Тетя Феша все ходила и долбила: Наташка, Наташка, Наташка… И вдолбила. Теперь, когда Михаил задумывался о дальнейшем налаживании жизни, о жене, о детях, то в голову сама собой лезла именно Наташка.
И в одно прекрасное время в доме появилась Наталья. Была она и тогда худенькая, жиловатая, со стиснутыми, как дужки гаманка, губами. И хотя все, что нужно, было у нее на месте и округло, но какое-то мелкое и жесткое.
А стряпала здорово. Отродясь не ели братья таких густых и наваристых щей, так хорошо, до хруста поджаренной картошки, прямо-таки купающейся в гидрожире. И дом помолодел, заиграл вымытыми стеклами.
Поначалу жизнь у Натальи с Михаилом шла, как телега по мерзлой пашне, с грохотом, встряхиванием. Михаил то выгонял Наталью, шваркая об пол алюминиевые миски, то ходил уговаривать вернуться.
Наталья то уходила безропотно и молчаливо, взяв свой сундучок, то возвращалась, и сундучок за ней нес Мишка. Каждый раз она задерживалась дольше и дольше, а там и приросла к дому. Без нее и жизнь была какая-то неприглядная, и дом стоял сиротой. Тетя Феша поучала Наталью:
— Мужика в наше безмужичье время удержать хитро. Главное, за нужное место ухватить. Ты его всем привечай — и собой, и постелью, и запахом, носы у них собачьи, пахнуть нужно аппетитно, как жареный оладышек. Ну, духи разные, притиранья. Догадайся! Но главное — еда! Мужики жрать горазды. Корми, корми его лучше — не уйдет.
Наталья кормила. Михаил замаслился лицом и наел порядочное брюшко. Тут-то она и устроила штуку. Заявила:
— Кто я, полюбовница или мужняя жена! Гну на вас спину, обмываю, обшиваю, а своего угла нету. Уйду!
И заплакала.
— И уходи, — сказал ей Мишка и даже сам помог унести сундучок к тете Феше. Наталья плакала, а тетя Феша щурилась.
С уходом Натальи все словно потемнело. Продукты есть, знай себе готовь, а вкус не тот. В комнатах всюду окурки, грязь, кошка хозяйничает в шкафу, белье нужно стирать.
Через пару недель Михаил, крепко отощавший, пошел мириться, но вернулся ни с чем. И еще две недели братья жили черт знает как…
Михаил сдался. Теперь Наталья вошла в дом полновластной хозяйкой.
Был сделан ремонт. (Деньги на него одолжила тетя Феша.) Юрий переселен в кухню, а четыре комнаты сданы неспешно, вдумчиво подобранным квартирантам — спокойным, покладистым и бездетным.

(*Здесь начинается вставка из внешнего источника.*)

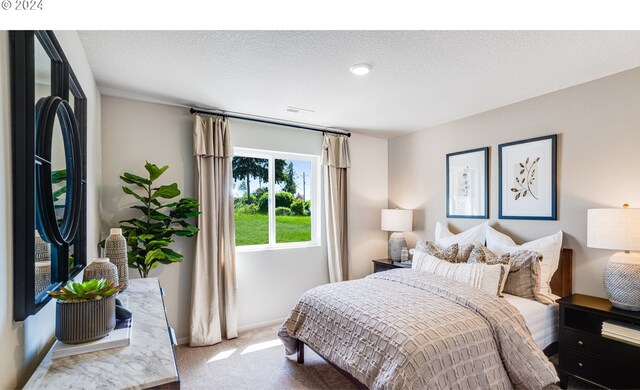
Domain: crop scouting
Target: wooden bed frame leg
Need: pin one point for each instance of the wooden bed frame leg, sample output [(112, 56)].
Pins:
[(300, 348)]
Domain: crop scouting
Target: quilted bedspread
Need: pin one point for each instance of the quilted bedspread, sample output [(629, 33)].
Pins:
[(407, 329)]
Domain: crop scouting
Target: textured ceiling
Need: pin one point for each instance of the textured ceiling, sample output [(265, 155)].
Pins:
[(419, 78)]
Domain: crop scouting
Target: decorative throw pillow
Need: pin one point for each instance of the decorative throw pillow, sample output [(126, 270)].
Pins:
[(464, 251), (481, 254), (444, 237), (524, 276), (449, 254), (489, 278), (549, 247)]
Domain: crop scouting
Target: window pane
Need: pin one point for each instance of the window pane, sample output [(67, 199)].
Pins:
[(293, 200), (251, 200)]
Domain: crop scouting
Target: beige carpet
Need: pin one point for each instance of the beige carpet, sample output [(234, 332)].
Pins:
[(256, 360)]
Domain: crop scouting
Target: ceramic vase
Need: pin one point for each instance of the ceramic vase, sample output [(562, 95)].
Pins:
[(622, 285), (116, 251), (80, 322), (101, 268)]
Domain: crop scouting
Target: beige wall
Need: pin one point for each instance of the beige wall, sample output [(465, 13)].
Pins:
[(598, 163), (271, 281), (24, 343), (367, 196)]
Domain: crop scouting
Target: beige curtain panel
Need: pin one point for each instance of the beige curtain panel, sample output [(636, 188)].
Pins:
[(335, 161), (214, 295)]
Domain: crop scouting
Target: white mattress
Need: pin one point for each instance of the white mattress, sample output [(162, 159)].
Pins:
[(541, 319)]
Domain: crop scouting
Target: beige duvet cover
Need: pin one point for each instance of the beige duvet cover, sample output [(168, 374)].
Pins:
[(407, 329)]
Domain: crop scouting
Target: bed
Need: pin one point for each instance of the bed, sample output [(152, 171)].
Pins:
[(402, 329)]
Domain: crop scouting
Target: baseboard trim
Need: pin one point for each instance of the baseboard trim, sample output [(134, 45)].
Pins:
[(185, 340), (261, 324)]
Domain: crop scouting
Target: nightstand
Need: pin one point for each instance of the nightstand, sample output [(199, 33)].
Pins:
[(585, 354), (380, 265)]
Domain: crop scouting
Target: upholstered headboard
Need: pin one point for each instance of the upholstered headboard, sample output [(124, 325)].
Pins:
[(561, 282)]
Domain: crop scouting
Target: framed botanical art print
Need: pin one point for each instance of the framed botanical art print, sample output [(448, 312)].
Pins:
[(527, 179), (468, 184)]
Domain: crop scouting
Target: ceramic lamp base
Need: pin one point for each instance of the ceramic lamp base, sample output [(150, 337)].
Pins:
[(622, 281), (396, 243)]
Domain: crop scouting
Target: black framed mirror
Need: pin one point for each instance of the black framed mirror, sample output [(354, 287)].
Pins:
[(49, 169)]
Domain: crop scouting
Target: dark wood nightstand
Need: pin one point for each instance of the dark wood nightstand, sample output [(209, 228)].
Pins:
[(380, 265), (585, 354)]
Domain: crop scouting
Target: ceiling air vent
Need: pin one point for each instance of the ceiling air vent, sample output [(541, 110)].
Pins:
[(298, 110)]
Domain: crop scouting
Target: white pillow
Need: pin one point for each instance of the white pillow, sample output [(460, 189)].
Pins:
[(489, 278), (444, 238), (549, 247)]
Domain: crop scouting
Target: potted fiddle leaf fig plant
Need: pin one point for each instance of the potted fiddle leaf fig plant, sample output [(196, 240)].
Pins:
[(163, 217), (85, 311)]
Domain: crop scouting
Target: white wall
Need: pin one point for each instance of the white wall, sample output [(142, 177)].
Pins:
[(24, 343), (269, 281), (133, 133), (598, 163)]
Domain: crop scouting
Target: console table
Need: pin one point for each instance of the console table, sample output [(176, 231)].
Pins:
[(149, 361)]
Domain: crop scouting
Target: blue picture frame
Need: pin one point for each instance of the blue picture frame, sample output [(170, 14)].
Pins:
[(527, 179), (467, 178)]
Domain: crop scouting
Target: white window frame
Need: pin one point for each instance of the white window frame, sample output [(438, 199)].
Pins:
[(314, 185)]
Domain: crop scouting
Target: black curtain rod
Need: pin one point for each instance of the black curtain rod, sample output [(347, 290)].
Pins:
[(270, 122)]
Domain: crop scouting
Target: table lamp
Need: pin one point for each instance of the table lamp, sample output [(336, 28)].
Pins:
[(396, 221), (618, 229)]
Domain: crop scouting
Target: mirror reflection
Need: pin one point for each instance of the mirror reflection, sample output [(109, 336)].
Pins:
[(42, 88), (43, 264)]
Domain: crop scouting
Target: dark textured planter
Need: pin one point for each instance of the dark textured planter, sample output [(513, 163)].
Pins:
[(80, 322)]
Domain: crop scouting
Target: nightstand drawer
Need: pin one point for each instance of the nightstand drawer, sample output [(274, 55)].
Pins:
[(615, 351), (598, 371)]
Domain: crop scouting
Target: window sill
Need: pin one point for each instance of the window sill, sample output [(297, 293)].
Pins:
[(277, 247)]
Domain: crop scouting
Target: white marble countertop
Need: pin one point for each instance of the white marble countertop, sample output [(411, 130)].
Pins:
[(148, 361)]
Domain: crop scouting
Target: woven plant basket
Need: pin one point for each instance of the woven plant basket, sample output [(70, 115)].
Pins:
[(80, 322)]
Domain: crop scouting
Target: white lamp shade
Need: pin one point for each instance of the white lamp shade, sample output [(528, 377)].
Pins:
[(617, 229), (395, 220)]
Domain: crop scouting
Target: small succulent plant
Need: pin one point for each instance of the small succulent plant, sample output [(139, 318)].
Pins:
[(90, 290)]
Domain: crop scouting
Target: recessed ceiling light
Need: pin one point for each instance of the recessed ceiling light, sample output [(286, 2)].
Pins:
[(360, 69)]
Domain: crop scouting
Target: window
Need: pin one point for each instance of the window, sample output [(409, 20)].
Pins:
[(274, 199)]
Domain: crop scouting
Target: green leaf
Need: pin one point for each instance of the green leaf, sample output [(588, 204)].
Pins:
[(158, 244), (159, 216), (172, 255), (167, 192), (154, 171), (130, 178), (153, 255), (129, 191)]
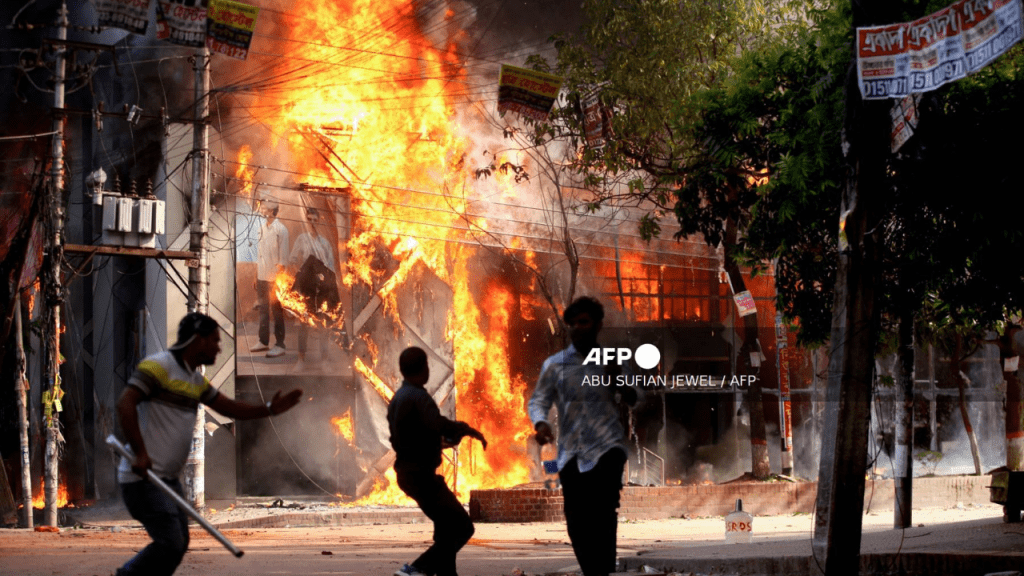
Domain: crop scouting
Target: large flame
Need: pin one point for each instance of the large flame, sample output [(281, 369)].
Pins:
[(371, 109), (344, 425)]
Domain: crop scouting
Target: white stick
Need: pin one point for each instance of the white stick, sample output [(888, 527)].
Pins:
[(114, 443)]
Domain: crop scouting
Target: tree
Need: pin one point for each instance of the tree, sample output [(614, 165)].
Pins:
[(643, 60)]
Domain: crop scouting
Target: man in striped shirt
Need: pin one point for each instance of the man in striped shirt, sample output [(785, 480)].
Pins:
[(592, 447)]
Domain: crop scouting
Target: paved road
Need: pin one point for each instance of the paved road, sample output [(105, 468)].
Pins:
[(497, 548)]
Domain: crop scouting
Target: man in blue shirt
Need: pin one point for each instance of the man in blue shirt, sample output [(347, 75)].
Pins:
[(417, 433), (592, 447)]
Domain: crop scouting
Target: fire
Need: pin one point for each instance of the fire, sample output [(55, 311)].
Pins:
[(374, 379), (376, 114), (39, 500), (245, 173), (344, 424), (385, 492), (297, 304)]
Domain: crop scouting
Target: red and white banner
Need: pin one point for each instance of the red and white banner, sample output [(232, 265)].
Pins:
[(181, 22), (132, 15), (898, 59)]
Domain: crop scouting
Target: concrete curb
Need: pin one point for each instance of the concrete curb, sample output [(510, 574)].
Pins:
[(908, 564), (341, 518)]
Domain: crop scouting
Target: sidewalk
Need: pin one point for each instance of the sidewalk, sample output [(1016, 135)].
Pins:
[(962, 540)]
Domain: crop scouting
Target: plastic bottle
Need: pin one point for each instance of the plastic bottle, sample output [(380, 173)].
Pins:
[(738, 525)]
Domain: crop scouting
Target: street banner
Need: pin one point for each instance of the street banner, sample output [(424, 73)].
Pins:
[(181, 22), (132, 15), (904, 120), (898, 59), (526, 92), (229, 28), (744, 303)]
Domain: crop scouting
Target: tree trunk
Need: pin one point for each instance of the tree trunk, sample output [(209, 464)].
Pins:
[(749, 363), (902, 462), (840, 504), (962, 382)]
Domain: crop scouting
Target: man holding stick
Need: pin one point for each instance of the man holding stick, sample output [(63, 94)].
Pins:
[(592, 447), (158, 413)]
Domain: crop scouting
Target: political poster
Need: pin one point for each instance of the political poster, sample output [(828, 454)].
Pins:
[(898, 59), (229, 28), (526, 92), (132, 15)]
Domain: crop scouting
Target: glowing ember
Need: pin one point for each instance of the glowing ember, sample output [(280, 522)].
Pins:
[(385, 492), (376, 114), (245, 172), (344, 425), (39, 500), (378, 384)]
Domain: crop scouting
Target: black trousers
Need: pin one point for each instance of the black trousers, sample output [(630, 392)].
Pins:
[(453, 528), (591, 504), (267, 300)]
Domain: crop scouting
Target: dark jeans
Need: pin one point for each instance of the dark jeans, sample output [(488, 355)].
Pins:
[(165, 523), (452, 525), (267, 300), (591, 501)]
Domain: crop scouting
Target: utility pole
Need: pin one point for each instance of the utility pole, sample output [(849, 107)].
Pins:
[(840, 505), (52, 289), (199, 281), (903, 463), (22, 393)]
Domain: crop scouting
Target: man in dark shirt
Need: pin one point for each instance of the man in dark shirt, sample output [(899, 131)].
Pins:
[(417, 432)]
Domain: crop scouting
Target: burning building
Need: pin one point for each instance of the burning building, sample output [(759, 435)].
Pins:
[(374, 115)]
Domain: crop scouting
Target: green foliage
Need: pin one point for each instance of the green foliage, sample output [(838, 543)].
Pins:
[(930, 459), (731, 114)]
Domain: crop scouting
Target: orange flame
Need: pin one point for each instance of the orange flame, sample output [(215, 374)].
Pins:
[(344, 424), (379, 385), (297, 304)]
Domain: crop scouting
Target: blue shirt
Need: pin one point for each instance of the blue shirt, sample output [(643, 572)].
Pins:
[(588, 415)]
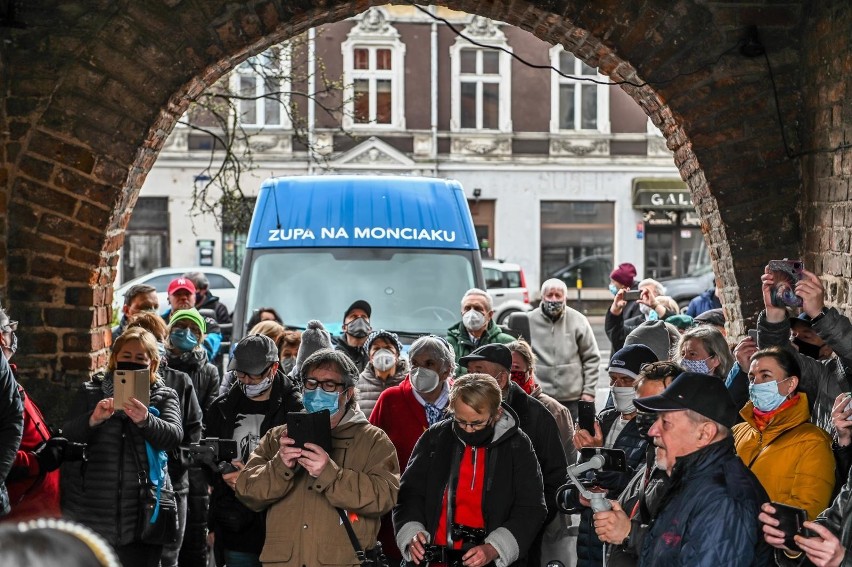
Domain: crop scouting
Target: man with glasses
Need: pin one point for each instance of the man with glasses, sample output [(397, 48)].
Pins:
[(259, 402), (312, 498)]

Огород был плотно засажен овощами. Двор — в цветах.
Наталья пошла на базар и купила копилку, огромную, с собаку величиной, и поставила ее на комод. И велела всю мелочь достоинством ниже пяти копеек сыпать в гипсовую утробу копилки.
Все стало приносить доход.
Воскресный день удался.
Уже с утра был горячий и румяный, словно пирог из печки. Веселые пятна легли на пол. Занавески светились всеми своими фестонами. Усевшаяся на солнечное пятно кошка вылизывала пальцы на лапах — все по очереди.
Мишка проснулся и курил, затягиваясь и осторожно кладя папиросу в пепельницу. Другой рукой задумчиво пощипывал и покручивал волоски на груди. Наталья сидела рядом. Дела были переделаны, можно и вот так сидеть и холодить ноги полом. Накануне они провели приятный вечер у своих же квартирантов, Макеевых.
Грамотные люди! Инженеры. Все на «вы»: «Почему вы не кушаете? Пожалуйста, берите бутерброд». И — обстановка. Культурно, приятно все. Даже книги глядели весело из-за стекол шкафа.
В шкафы хоть глядись — заграничная работа. Или, скажем, лампа. Что тут придумаешь? Но умные люди приделали к ней длинную журавлиную ногу. Теперь хочешь ставь ее к кровати, хочешь — к креслу. И на все это приятно смотреть. Так приятно, будто и не на этом свете живешь. Даже Мишку-дурака проняло.